Limitations and disadvantages
- Loss of version information – Although not required, some monorepo builds use one version number across all projects in the repository. This leads to a loss of per-project semantic versioning.[12]
- Lack of per-project access control – With split repositories, access to a repository can be granted based upon need. A monorepo allows read access to all software in the project, possibly presenting new security issues.[13]
Note that there are versioning systems in which this limitation is not an issue. For example, when Subversion is used, it's possible to download any part of the repo (even a single directory), and path-based authorization can be used to restrict access to certain parts of a repository. Likewise almost all versioning systems do not require a download of the whole repository [14][15] [16], such that a download size or disk space used is not in principle not different from multiple repos
Scalability challenges
Companies with large projects have come across hurdles with monorepos, specifically concerning build tools and version control systems.[6] Google's monorepo, speculated to be the largest in the world, meets the classification of an ultra-large-scale system[5] and must handle tens of thousands of contributions every day in a repository over 80 terabytes large.[17]
Scaling version control software
Companies using or switching to existing version control software found that software could not efficiently handle the amount of data required for a large monorepo. Facebook and Microsoft chose to contribute to or fork existing version control software Mercurial and Git respectively, while Google eventually created their own version control system.
For more than ten years, Google had relied on Perforce hosted on a single machine. In 2005 Google's build servers could get locked up to 10 minutes at a time. Google improved this to 30 seconds–1 minute in 2010.[18] Due to scaling issues, Google eventually developed its own in-house distributed version control system dubbed Piper.[5]
Facebook ran into performance issues with the version control system Mercurial and made upstream contributions to the client,[19] and in January 2014 made it faster than a competing solution in Git.[20]
In March 2014 Microsoft announced that it switched over to using Git for its monorepo.[21][7] In the transition, Microsoft made substantial upstream contributions to the Git client to remove unnecessary file access and improve handling of large files with Virtual File System for Git.[22]
Scaling build software
Few build tools work well in a monorepo,[9] and flows where builds and continuous integration testing of the entire repository are performed upon check-in will cause performance problems.[12][13] Directed graph builds systems like Buck, Bazel, Pants and Please solve this by compartmentalizing builds and tests to the active area of development.[1]

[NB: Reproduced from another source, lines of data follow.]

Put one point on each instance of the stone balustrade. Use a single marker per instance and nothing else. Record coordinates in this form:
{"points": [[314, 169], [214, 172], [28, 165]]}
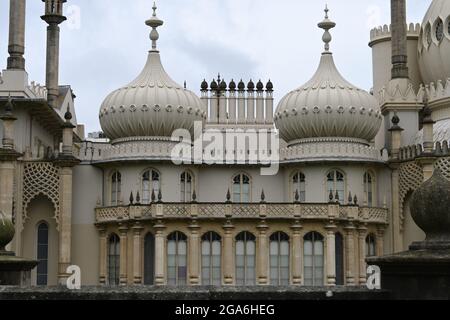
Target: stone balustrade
{"points": [[303, 211]]}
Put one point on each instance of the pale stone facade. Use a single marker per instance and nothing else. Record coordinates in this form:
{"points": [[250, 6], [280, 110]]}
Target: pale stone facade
{"points": [[127, 215]]}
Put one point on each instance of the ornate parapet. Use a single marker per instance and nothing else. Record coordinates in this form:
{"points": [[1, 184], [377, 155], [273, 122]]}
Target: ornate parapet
{"points": [[383, 33], [294, 211], [320, 149]]}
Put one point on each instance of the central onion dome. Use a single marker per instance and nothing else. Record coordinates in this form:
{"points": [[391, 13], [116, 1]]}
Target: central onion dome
{"points": [[434, 43], [153, 105], [328, 106]]}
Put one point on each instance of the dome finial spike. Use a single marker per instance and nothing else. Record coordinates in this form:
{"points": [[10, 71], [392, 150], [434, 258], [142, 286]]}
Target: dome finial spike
{"points": [[154, 22], [326, 25]]}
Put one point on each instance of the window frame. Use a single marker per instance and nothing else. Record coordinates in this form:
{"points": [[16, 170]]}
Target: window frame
{"points": [[115, 188], [314, 267], [114, 254], [279, 238], [178, 237], [146, 195], [297, 185], [242, 176], [210, 238], [246, 237], [335, 172], [184, 196], [42, 260]]}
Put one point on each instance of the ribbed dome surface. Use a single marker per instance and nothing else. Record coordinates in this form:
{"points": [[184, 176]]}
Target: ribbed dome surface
{"points": [[328, 106], [153, 105], [434, 44]]}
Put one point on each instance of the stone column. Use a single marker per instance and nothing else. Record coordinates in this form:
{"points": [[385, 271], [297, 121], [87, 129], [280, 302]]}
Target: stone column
{"points": [[331, 254], [228, 254], [297, 253], [194, 254], [8, 158], [16, 47], [65, 222], [103, 254], [396, 227], [399, 39], [123, 232], [362, 234], [263, 254], [137, 253], [380, 241], [160, 254], [53, 16], [350, 254]]}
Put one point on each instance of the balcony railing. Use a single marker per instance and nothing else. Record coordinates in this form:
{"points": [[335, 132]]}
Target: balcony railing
{"points": [[300, 211]]}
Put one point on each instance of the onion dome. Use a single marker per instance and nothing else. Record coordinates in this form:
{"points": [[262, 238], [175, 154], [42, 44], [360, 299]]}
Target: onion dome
{"points": [[214, 86], [429, 209], [241, 85], [259, 86], [232, 85], [153, 105], [328, 105], [223, 85], [251, 86], [204, 85], [434, 43]]}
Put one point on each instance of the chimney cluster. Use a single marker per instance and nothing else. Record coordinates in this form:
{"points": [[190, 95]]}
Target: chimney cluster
{"points": [[238, 104]]}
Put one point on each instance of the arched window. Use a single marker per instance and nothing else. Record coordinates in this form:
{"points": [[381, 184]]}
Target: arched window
{"points": [[336, 184], [116, 186], [371, 246], [42, 254], [299, 186], [211, 259], [149, 259], [177, 259], [151, 182], [241, 188], [114, 260], [369, 185], [313, 259], [245, 259], [439, 30], [279, 259], [339, 244], [186, 183]]}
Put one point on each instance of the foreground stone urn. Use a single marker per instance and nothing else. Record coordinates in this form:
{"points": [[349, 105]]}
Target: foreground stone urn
{"points": [[423, 272], [14, 271]]}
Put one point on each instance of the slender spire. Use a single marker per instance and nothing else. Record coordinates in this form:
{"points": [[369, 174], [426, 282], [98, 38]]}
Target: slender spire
{"points": [[326, 25], [399, 40], [154, 22]]}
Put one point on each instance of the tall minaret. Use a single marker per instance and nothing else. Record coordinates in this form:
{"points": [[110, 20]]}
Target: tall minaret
{"points": [[399, 40], [16, 47], [53, 16]]}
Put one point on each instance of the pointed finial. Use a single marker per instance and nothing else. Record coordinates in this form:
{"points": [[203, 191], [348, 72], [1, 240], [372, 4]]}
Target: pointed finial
{"points": [[131, 198], [154, 8], [138, 198], [326, 25], [297, 196], [159, 196], [154, 22]]}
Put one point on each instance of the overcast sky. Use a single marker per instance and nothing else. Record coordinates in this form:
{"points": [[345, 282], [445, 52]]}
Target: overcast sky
{"points": [[104, 43]]}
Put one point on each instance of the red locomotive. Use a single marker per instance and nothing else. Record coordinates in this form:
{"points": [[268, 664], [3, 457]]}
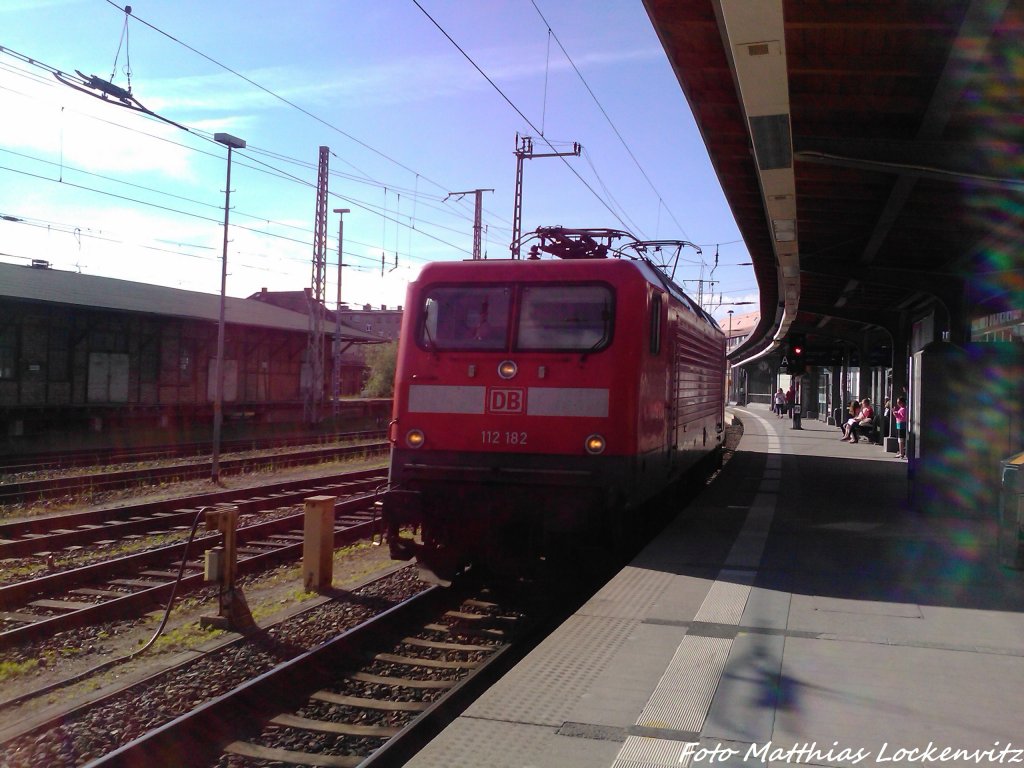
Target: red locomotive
{"points": [[541, 400]]}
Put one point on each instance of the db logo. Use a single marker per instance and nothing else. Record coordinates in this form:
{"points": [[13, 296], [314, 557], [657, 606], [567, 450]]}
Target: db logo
{"points": [[506, 400]]}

Twitter began development of Pants in 2011, as both Facebook's Buck and Google's Bazel were closed-source at the time.[23] Twitter open-sourced Pants in 2012 under the Apache 2.0 License.[24]
Please, a Go-based build system, was developed in 2016 by Thought Machine who was also inspired by Google's Bazel and dissatisfied with Facebook's Buck.[25]

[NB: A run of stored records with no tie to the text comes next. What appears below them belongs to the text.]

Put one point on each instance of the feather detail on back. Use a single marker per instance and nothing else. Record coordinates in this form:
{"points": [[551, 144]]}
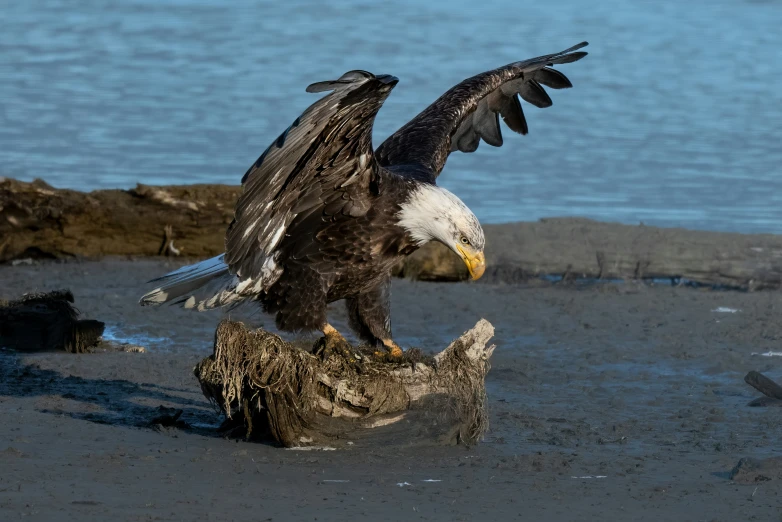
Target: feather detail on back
{"points": [[323, 163]]}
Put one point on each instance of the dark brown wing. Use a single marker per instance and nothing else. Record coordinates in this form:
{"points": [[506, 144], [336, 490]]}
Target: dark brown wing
{"points": [[322, 163], [471, 111]]}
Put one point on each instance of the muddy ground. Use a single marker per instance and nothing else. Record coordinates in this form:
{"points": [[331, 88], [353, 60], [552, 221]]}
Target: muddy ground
{"points": [[608, 402]]}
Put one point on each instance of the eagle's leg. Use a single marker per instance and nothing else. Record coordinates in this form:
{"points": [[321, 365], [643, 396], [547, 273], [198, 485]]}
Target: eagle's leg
{"points": [[393, 349], [370, 317], [334, 342]]}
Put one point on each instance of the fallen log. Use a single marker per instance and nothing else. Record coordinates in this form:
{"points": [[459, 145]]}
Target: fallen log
{"points": [[47, 322], [771, 390], [272, 389], [577, 248], [37, 220]]}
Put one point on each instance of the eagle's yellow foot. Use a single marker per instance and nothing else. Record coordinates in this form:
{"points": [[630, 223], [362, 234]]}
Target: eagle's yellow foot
{"points": [[335, 343], [394, 351]]}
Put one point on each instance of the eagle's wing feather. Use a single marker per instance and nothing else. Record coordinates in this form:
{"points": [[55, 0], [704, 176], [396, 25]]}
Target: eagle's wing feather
{"points": [[470, 111], [323, 163]]}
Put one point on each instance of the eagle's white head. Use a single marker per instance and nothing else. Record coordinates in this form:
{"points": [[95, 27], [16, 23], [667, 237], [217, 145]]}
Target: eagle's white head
{"points": [[434, 213]]}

Bazel, Buck, Pants and Please all use the same Starlark (formerly Skylark) build language, a domain-specific language based on Python.
Some specialized monorepo build tools, such as Lerna, solve fetching of duplicate dependencies, but lack any directed graph capabilities.[13]
Bit, an open-source monorepo management and built tool introduced in 2018, solve graph-based builds and dependency resolution for multi-component projects.